But a few dedicated snow machines would make the work go so much faster. They’re more effective also because they actually remove the snow (in concert with a heap of regular construction dump trucks) rather than just shoving it onto the gutter/sidewalk. Sure, in NYC it melts fairly quickly, but for main avenues it would be a huge improvement.
"A few" undersells the scale of DSNY's operation. They've already got a few hundred specialized salt/plow trucks on top of the thousands in the mixed garbage truck fleet, and a couple dozen snow melters, about 80 dump trucks, and a few hundred front-end loaders. They recently bought about 50 narrow plows just for bike lanes and bridge sidewalks.
After heavy snow are mostly plowed, its a very common sight on busy city blocks to see snow hauling/removal and melting happening overnight.
Its just that nothing related to their snow removal obligations is small stuff.
And this article makes it seem like a huge investment, but in reality these workers do other jobs most of the year, in construction, roadworks, gardening, waste management, etc.
It really seems like NY are wedded to their old ways -- something that was a sensible reuse of an asset (garbage trucks) has solidified into the only possible way to do it. It might be bureaucracy and unions, unimaginative leadership, or inability to allocate the cost due to politics, but it isn't technical.

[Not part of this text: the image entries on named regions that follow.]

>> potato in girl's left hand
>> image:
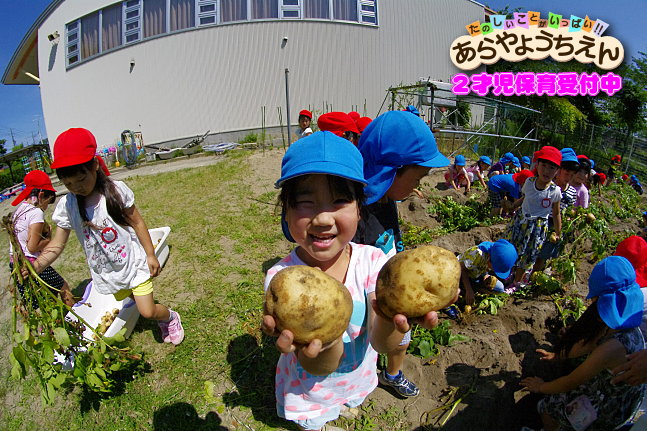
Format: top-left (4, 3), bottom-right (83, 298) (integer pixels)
top-left (375, 245), bottom-right (461, 318)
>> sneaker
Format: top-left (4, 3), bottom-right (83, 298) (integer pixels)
top-left (168, 309), bottom-right (184, 346)
top-left (157, 320), bottom-right (171, 343)
top-left (377, 370), bottom-right (420, 398)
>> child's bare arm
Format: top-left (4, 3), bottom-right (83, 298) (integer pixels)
top-left (124, 205), bottom-right (161, 277)
top-left (32, 227), bottom-right (70, 272)
top-left (27, 223), bottom-right (50, 253)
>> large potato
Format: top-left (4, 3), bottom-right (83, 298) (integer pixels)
top-left (265, 265), bottom-right (353, 344)
top-left (375, 245), bottom-right (461, 317)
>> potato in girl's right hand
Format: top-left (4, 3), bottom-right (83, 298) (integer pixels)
top-left (263, 265), bottom-right (353, 345)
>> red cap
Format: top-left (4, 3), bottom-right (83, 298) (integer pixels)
top-left (355, 117), bottom-right (373, 133)
top-left (11, 170), bottom-right (56, 206)
top-left (614, 235), bottom-right (647, 287)
top-left (535, 145), bottom-right (562, 166)
top-left (317, 112), bottom-right (359, 136)
top-left (50, 128), bottom-right (110, 175)
top-left (512, 169), bottom-right (535, 186)
top-left (348, 111), bottom-right (361, 122)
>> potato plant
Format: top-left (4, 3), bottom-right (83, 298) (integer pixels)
top-left (3, 215), bottom-right (144, 404)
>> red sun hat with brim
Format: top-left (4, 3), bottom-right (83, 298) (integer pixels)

The first step is informing citizens when their streets will be cleared. In dense, downtown neighborhoods, most people park on the street and their cars need to move. No parking signs get installed block by block and notifications go out through the city-maintained snow removal app, InfoNeige (equivalent to InfoSnow in English). Municipal lots are opened up with free parking, and as one final warning, tow trucks blare a siren before hauling away any outstanding vehicles.